While marketing folks and fanboys can read a lot into things from CPUs that have such a wide dynamic range, it isn't for nothing that they're doing that.
Back in the old days (not the real old days, I'm talking 90s here) CPUs would always run at the same speed and burn pretty much the same power. When the system wasn't doing anything it just ran an idle loop which just repeatedly checked if there was anything to do millions of times a second.
The first power based optimization was adding a "halt" instruction that could basically stop the CPU until the next interrupt, and when operating systems implemented it systems that were mostly idle used less power. It was certainly a win for those early laptops!
Over time we've added ways for CPUs to run slower when there's less work, and run faster for a short time when there's more work.
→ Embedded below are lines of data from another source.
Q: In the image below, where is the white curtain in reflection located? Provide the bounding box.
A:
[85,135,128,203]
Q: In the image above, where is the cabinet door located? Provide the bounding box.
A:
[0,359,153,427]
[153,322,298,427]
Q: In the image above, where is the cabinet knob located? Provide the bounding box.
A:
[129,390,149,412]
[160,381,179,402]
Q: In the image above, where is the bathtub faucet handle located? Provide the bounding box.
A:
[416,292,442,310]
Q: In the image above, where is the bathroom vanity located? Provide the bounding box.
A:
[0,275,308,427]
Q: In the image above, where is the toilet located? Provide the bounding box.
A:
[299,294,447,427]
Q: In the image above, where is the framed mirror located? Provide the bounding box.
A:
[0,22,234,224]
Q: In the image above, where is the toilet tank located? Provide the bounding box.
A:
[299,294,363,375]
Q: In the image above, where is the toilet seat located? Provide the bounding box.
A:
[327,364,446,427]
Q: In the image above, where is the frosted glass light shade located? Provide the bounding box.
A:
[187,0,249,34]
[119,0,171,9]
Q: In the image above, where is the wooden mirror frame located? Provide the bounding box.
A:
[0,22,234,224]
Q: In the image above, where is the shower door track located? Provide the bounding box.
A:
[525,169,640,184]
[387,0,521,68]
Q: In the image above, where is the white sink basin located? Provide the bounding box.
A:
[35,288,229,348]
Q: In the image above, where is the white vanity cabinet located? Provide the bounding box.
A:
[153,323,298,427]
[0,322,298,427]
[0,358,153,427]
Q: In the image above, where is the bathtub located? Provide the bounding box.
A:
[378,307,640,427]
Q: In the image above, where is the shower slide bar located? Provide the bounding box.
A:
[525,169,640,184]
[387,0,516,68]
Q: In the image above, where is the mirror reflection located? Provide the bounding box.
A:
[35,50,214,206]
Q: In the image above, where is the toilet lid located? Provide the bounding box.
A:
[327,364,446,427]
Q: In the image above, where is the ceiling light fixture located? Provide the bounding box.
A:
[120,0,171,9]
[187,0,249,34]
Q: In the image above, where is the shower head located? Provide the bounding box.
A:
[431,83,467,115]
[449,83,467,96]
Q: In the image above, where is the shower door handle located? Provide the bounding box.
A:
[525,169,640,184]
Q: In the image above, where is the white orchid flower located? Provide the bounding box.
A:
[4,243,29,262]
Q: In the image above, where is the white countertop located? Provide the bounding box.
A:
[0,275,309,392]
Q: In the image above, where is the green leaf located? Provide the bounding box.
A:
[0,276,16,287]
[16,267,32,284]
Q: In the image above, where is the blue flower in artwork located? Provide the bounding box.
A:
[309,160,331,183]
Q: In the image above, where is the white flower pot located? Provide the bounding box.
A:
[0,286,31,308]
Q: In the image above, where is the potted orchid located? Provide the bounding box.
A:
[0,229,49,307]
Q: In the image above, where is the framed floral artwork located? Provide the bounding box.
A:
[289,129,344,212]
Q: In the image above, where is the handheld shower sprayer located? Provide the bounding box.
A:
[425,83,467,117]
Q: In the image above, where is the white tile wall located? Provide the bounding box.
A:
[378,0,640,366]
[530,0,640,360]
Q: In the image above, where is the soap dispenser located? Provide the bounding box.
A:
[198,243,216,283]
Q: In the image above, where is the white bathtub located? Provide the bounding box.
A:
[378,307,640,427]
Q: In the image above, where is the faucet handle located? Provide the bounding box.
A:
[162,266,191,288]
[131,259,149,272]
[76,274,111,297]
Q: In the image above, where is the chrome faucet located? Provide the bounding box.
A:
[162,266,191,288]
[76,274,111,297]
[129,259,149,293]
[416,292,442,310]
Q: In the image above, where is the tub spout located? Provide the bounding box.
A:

How much effort to put into saving power depends a lot on your power budget - Apple has had a lot more reason to worry about saving power as its CPUs were for phones first, while Intel's were desktop/server first though after P4 when they dropped the desktop/server focused P4 for a core originally designed exclusively for their laptop line they've tried to balance both sides.
If you balance both sides like Intel attempts to do your CPU will operate across the entire power curve, not just the lower end where Apple is forced to live but into the upper reaches where only overclockers used to dare tread. That makes it really hard to say "this core draws x watts" because when it is clocked down in scenarios where it has little to do it can draw very little power. Maybe not as little as Apple's big cores when doing a similar "little to do" but not terribly far away. It can also for short periods draw dozens of watts for a single core, which may be sustainable for a while if you only need the one core but you can't run all of them that way for long with any sort of reasonable cooling solution.
If you calculate performance by "who finishes first" you give the advantage to designs that allow cores to operate at the extreme end of the power curve. If you calculate efficiency by "who completes task X with the least amount of power" you give the advantage to designs that force cores to operate at the nice flat part of the power curve (or better yet have small cores designed to perform less well in exchange for less power)
Unless you have a core that both finishes first AND uses less power to complete the task than its competition, you can't measure both at once. Even then, arguably, that core could either finish even MORE quickly by allowing it to operate higher on the power curve or be even MORE efficient by forcing to operate lower on the power curve.
Since such a "double win" is pretty rare, and even when it happens is not likely to be an advantage maintained for long, you're left trying to measure one thing while controlling multiple variables. Its like the Uncertainty Principle, you can't measure both performance and efficiency at the same time; the more you try to hold one constant the more difficult an honest proper measurement of the other becomes.